As readers of the blog by now know, I’m always on the lookout for examples of class-action settlements that pay off the lawyers while providing little or no benefit to the members of the putative class. The most recent example is Galloway v. Kansas City Landsmen, LLC (pdf), in which Judge Greg Kays of the U.S. District Court for the Western District of Missouri rejected a coupon-only settlement.

The claim in the case is that the defendants, a number of Budget rental car outlets, violated the Fair and Accurate Credit Transactions Act (FACTA) by failing to truncate credit card numbers and expiration dates on electronically printed receipts. The parties entered into a “claims made” settlement under which class members who submitted claims would receive coupons for use in future car rentals. The coupons would have a 120-day expiration date, be subject to blackout periods, and could not be combined with other coupons, discounts, or promotions. Meanwhile, the defendant agreed to pay $175,000 in attorneys’ fees to class counsel.
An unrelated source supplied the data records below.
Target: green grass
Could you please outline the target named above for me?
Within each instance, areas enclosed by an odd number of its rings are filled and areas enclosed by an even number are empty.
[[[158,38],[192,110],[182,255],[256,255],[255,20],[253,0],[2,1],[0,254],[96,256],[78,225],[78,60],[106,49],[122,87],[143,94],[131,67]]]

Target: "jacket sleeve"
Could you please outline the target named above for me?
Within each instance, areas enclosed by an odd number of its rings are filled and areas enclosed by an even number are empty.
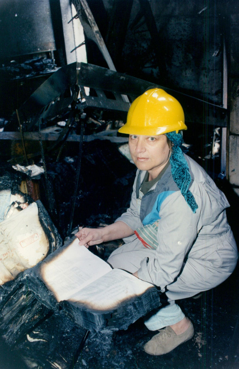
[[[130,228],[134,230],[137,228],[143,225],[140,217],[139,207],[137,205],[136,198],[136,187],[138,176],[140,175],[140,171],[138,170],[136,172],[136,177],[133,185],[133,192],[131,196],[131,201],[130,207],[125,213],[123,213],[115,221],[116,222],[121,221],[126,223]]]
[[[201,201],[194,214],[180,191],[168,196],[159,211],[157,233],[158,246],[155,253],[142,260],[138,273],[141,279],[163,290],[180,272],[184,259],[196,239]]]

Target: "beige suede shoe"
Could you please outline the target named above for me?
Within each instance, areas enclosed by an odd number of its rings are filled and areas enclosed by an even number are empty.
[[[194,334],[194,329],[191,322],[183,333],[177,335],[174,331],[168,326],[164,329],[160,329],[159,333],[154,336],[144,346],[144,349],[150,355],[163,355],[190,339]]]

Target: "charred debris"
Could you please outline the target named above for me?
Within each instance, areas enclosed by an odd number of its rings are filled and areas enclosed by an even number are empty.
[[[36,64],[41,65],[42,62],[36,61]],[[31,65],[32,62],[27,64]],[[55,68],[53,65],[46,64],[48,68]],[[57,68],[50,74],[17,111],[1,117],[5,144],[1,148],[0,173],[1,190],[27,192],[28,203],[37,203],[41,224],[51,240],[48,253],[60,247],[79,226],[103,226],[129,206],[136,168],[129,155],[127,138],[117,130],[125,122],[130,102],[152,86],[147,81],[83,63]],[[17,74],[14,78],[22,77],[18,71]],[[186,120],[198,123],[200,115],[196,112],[201,109],[202,101],[176,94],[187,107]],[[209,104],[211,108],[214,111],[215,107]],[[225,125],[224,113],[218,108],[218,127],[209,125],[202,132],[196,125],[190,136],[186,132],[184,135],[185,152],[215,179],[221,172],[220,130]],[[35,172],[34,166],[42,170]],[[92,251],[106,259],[119,244],[109,242]],[[144,367],[150,362],[151,366],[157,365],[155,358],[149,359],[143,352],[150,333],[140,319],[127,331],[114,333],[106,328],[89,334],[62,310],[54,310],[46,303],[48,296],[44,294],[48,293],[37,280],[31,288],[24,273],[0,286],[0,351],[7,352],[2,361],[6,368],[10,362],[13,369],[128,369],[138,367],[138,361]],[[216,299],[220,293],[219,289]],[[203,295],[201,308],[197,301],[184,303],[185,310],[193,308],[197,329],[194,349],[190,344],[187,346],[194,362],[200,362],[211,327],[208,314],[203,318],[207,332],[201,329],[200,314],[211,306],[212,318],[214,299],[211,293]],[[235,313],[232,318],[235,322]],[[129,346],[132,336],[133,342]],[[227,343],[221,361],[228,359]],[[209,352],[210,349],[207,349]],[[214,352],[216,361],[220,362],[217,356],[221,350],[215,348]],[[179,351],[177,355],[178,367],[184,367],[184,358]],[[169,356],[165,359],[164,367],[171,360]]]

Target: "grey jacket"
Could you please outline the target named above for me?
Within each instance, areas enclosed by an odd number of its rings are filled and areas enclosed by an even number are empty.
[[[169,165],[141,200],[139,189],[145,172],[137,171],[130,207],[116,221],[134,230],[160,220],[158,246],[142,261],[138,274],[140,279],[162,289],[176,280],[188,259],[198,262],[198,268],[206,260],[213,268],[229,273],[237,260],[236,245],[225,210],[229,205],[225,195],[200,165],[185,157],[192,178],[190,190],[198,206],[195,214],[173,181]],[[132,239],[128,238],[126,242]]]

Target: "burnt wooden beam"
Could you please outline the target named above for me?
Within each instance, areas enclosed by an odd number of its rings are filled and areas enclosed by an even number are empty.
[[[163,53],[161,52],[162,42],[159,38],[157,26],[148,0],[139,0],[157,59],[160,75],[164,79],[166,75],[166,67]]]
[[[133,0],[115,0],[105,42],[115,64],[120,64]]]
Judge Kays concluded that “few class members will likely file claims because the benefit of doing so is not worth the effort.” That was so for two reasons.

First, Judge Kays found that “[a]lthough every class member could receive a coupon, it is a coupon which is generally available to any frugal shopper.” Indeed, he pointed out, “[a] quick search of the internet found comparable coupons for a Budget brand rental car.” Judge Kays further observed that the restrictions on the coupons made them even less valuable than they might at first blush appear. “The coupons have no cash value, and while transferrable, they cannot reasonably be expected to be sold in a secondary market, because no one will buy a coupon if an equivalent is available for free on the internet.”

Second, the claims process itself would be a deterrent. Under the settlement, each claimant would have to provide information to prove that he or she made a credit or debit card transaction at one of the defendants’ retail locations during the class period. In addition, each claimant would have to attest to the accuracy of the information provided and might be required to submit additional information. As Judge Kays saw it, “[f]ew class members are likely to rummage through their records to find old credit-card receipts” (assuming they still have them), swear to the viability of their claim, and agree to submit additional information just to receive a run-of-the-mill coupon with a number of restrictions on its use.”

My principal takeaway from this case is that Congress needs to amend FACTA to make it less of a cash cow for entrepreneurial plaintiffs’ lawyers. In most cases, including this one, there is no indication that the failure to truncate card numbers and expirations dates injured anyone. While the goal of reducing identity theft is undeniably an important one, there are ways to accomplish it without threatening the existence of legitimate businesses that have made an innocent mistake; the kinds of massive statutory damages that FACTA class actions threaten—here, between $130 million and $1.3 billion—give plaintiffs’ lawyers too powerful a cudgel to extract a blackmail settlement from defendants.